KNews.id – Jakarta – Peringatan Hari Pendidikan Nasional (Hardiknas) 2026 tidak hanya menjadi ajang refleksi atas capaian sektor pendidikan, tetapi juga memunculkan kritik tajam terhadap arah kebijakan pemerintah, khususnya program Makan Bergizi Gratis (MBG). Program yang diklaim sebagai upaya meningkatkan kualitas sumber daya manusia ini dinilai belum sepenuhnya selaras dengan kerangka konstitusional Undang-Undang Dasar (UUD) 1945.
Secara normatif, Pembukaan UUD 1945 menegaskan tujuan negara untuk “mencerdaskan kehidupan bangsa”. Ketentuan ini diperkuat oleh Pasal 31 ayat (1) yang menjamin hak setiap warga negara atas pendidikan, serta ayat (2) yang mewajibkan negara membiayai pendidikan dasar. Namun, perdebatan muncul ketika pemerintah memasukkan MBG sebagai bagian dari strategi pendidikan, padahal secara substansi program ini lebih dekat dengan sektor kesehatan dan perlindungan sosial.
Kritik utama berfokus pada potensi bias dalam interpretasi “pembiayaan pendidikan”. Sejumlah pakar hukum tata negara menilai bahwa perluasan makna tersebut berisiko menyalahi prinsip kehati-hatian dalam pengelolaan anggaran negara.
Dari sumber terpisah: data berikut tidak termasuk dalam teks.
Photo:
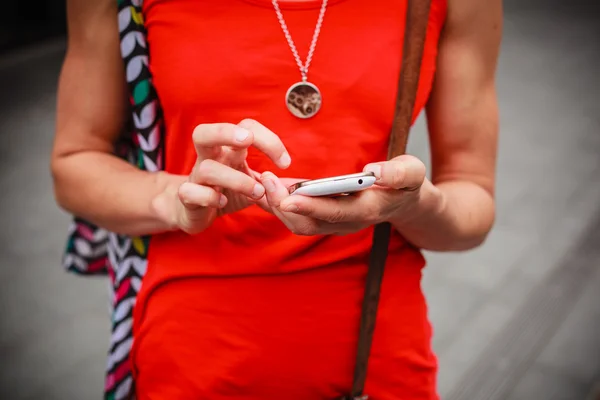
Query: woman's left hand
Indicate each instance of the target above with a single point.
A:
(395, 196)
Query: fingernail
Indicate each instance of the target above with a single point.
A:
(269, 185)
(258, 191)
(375, 169)
(291, 208)
(285, 160)
(186, 189)
(241, 134)
(222, 201)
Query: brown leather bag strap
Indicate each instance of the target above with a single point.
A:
(417, 17)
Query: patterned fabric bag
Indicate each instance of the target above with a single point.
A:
(92, 250)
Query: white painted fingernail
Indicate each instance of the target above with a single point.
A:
(241, 134)
(258, 191)
(375, 169)
(269, 185)
(285, 160)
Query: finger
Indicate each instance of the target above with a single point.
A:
(276, 193)
(208, 138)
(333, 211)
(275, 190)
(268, 142)
(195, 197)
(403, 172)
(213, 173)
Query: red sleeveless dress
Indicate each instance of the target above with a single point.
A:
(246, 310)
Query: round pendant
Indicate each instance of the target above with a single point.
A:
(303, 99)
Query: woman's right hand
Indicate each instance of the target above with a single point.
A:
(221, 181)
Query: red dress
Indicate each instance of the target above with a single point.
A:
(246, 310)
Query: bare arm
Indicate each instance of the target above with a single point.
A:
(89, 180)
(462, 117)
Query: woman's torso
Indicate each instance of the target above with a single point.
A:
(223, 61)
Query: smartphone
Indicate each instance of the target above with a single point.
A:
(334, 186)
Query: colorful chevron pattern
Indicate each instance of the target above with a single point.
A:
(92, 250)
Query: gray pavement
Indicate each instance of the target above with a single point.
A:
(517, 319)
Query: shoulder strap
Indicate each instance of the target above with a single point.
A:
(417, 17)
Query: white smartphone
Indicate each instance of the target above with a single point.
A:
(334, 186)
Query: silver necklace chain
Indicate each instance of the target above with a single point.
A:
(303, 67)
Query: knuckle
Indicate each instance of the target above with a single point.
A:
(397, 174)
(335, 216)
(205, 168)
(198, 133)
(371, 214)
(303, 230)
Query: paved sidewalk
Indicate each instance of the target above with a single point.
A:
(517, 319)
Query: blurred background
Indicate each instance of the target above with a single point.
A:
(517, 319)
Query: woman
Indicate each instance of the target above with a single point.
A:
(252, 293)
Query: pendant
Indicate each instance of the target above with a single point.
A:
(303, 99)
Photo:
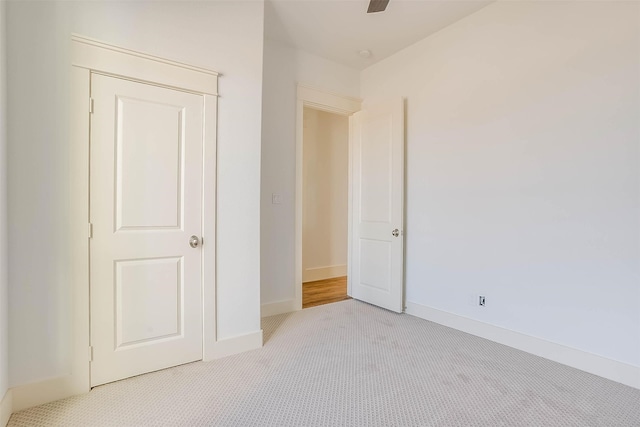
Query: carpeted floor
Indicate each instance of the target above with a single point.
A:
(352, 364)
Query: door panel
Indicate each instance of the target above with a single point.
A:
(377, 253)
(149, 194)
(145, 203)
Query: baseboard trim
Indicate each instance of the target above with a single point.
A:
(235, 345)
(607, 368)
(6, 408)
(279, 307)
(322, 273)
(39, 393)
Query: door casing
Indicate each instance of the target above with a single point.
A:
(332, 103)
(88, 56)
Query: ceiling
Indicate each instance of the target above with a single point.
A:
(339, 29)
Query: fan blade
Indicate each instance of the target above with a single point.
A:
(377, 6)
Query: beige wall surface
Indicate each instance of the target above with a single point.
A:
(523, 185)
(325, 192)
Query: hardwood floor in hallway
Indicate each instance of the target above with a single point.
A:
(324, 292)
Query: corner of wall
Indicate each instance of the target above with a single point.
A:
(6, 408)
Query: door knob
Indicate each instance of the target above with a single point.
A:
(194, 241)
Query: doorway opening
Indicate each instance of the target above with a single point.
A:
(325, 194)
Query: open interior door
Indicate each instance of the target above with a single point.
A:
(377, 194)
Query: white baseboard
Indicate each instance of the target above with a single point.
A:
(279, 307)
(6, 408)
(235, 345)
(322, 273)
(579, 359)
(39, 393)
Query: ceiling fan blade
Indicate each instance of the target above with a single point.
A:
(377, 6)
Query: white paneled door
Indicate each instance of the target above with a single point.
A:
(377, 248)
(145, 206)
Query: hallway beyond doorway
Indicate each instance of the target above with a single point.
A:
(324, 291)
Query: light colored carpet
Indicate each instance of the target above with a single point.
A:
(351, 364)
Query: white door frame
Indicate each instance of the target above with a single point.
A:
(332, 103)
(89, 56)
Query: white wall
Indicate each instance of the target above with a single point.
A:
(523, 134)
(325, 192)
(4, 291)
(224, 36)
(284, 67)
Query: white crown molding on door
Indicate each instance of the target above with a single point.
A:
(309, 96)
(120, 62)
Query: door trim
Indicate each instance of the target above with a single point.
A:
(308, 96)
(87, 56)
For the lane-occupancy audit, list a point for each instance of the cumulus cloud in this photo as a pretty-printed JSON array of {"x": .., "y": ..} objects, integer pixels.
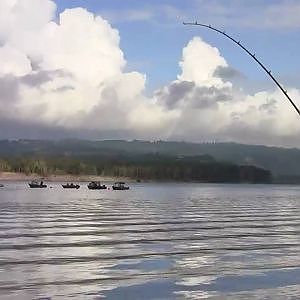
[{"x": 67, "y": 74}]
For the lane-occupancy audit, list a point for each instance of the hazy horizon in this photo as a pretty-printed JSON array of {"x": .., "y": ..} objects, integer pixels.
[{"x": 111, "y": 70}]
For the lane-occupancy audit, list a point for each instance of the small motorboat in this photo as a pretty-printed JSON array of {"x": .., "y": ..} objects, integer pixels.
[
  {"x": 120, "y": 186},
  {"x": 71, "y": 186},
  {"x": 37, "y": 185},
  {"x": 96, "y": 185}
]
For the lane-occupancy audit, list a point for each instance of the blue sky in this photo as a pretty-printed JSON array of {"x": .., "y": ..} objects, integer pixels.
[
  {"x": 63, "y": 70},
  {"x": 152, "y": 34}
]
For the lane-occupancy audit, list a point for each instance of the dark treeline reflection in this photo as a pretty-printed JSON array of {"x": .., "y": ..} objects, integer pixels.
[{"x": 144, "y": 167}]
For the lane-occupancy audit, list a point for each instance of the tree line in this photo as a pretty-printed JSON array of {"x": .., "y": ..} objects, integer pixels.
[{"x": 149, "y": 167}]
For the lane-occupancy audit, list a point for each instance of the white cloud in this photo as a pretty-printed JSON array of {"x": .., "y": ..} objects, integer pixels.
[{"x": 71, "y": 74}]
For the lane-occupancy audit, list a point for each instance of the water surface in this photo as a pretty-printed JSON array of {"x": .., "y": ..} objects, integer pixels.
[{"x": 155, "y": 241}]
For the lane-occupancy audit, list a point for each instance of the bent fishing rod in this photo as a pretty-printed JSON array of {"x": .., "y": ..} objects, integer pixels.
[{"x": 250, "y": 54}]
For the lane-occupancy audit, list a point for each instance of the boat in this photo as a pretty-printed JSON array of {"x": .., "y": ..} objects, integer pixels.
[
  {"x": 96, "y": 185},
  {"x": 120, "y": 186},
  {"x": 71, "y": 186},
  {"x": 37, "y": 185}
]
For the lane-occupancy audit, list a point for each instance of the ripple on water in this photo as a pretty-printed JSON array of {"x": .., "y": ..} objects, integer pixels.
[{"x": 155, "y": 241}]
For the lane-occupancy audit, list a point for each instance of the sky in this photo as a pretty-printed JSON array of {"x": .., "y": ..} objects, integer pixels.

Pasal 31 ayat (4) UUD 1945 secara tegas mengamanatkan alokasi minimal 20 persen anggaran untuk pendidikan, yang idealnya difokuskan pada peningkatan mutu pembelajaran, pemerataan akses, serta kesejahteraan tenaga pendidik. Dalam praktiknya, berbagai indikator pendidikan nasional—mulai dari ketimpangan fasilitas hingga rendahnya literasi—masih menunjukkan persoalan mendasar yang belum terselesaikan.
“Masalah utama pendidikan kita bukan semata pada asupan gizi, tetapi pada kualitas sistem pembelajaran itu sendiri,” Muammar Rafsanjanniwa. Ia menilai, memasukkan MBG ke dalam kerangka pendidikan berpotensi mengalihkan fokus dari persoalan struktural yang lebih mendesak.
Selain persoalan normatif, aspek implementasi juga menjadi sorotan. Skala program MBG yang luas membuka ruang bagi berbagai risiko, mulai dari ketidaktepatan sasaran, kualitas distribusi makanan, hingga potensi penyimpangan dalam proses pengadaan. Tanpa mekanisme pengawasan yang ketat dan transparan, program ini berpotensi mengulang persoalan klasik yang kerap terjadi pada program bantuan sosial di Indonesia.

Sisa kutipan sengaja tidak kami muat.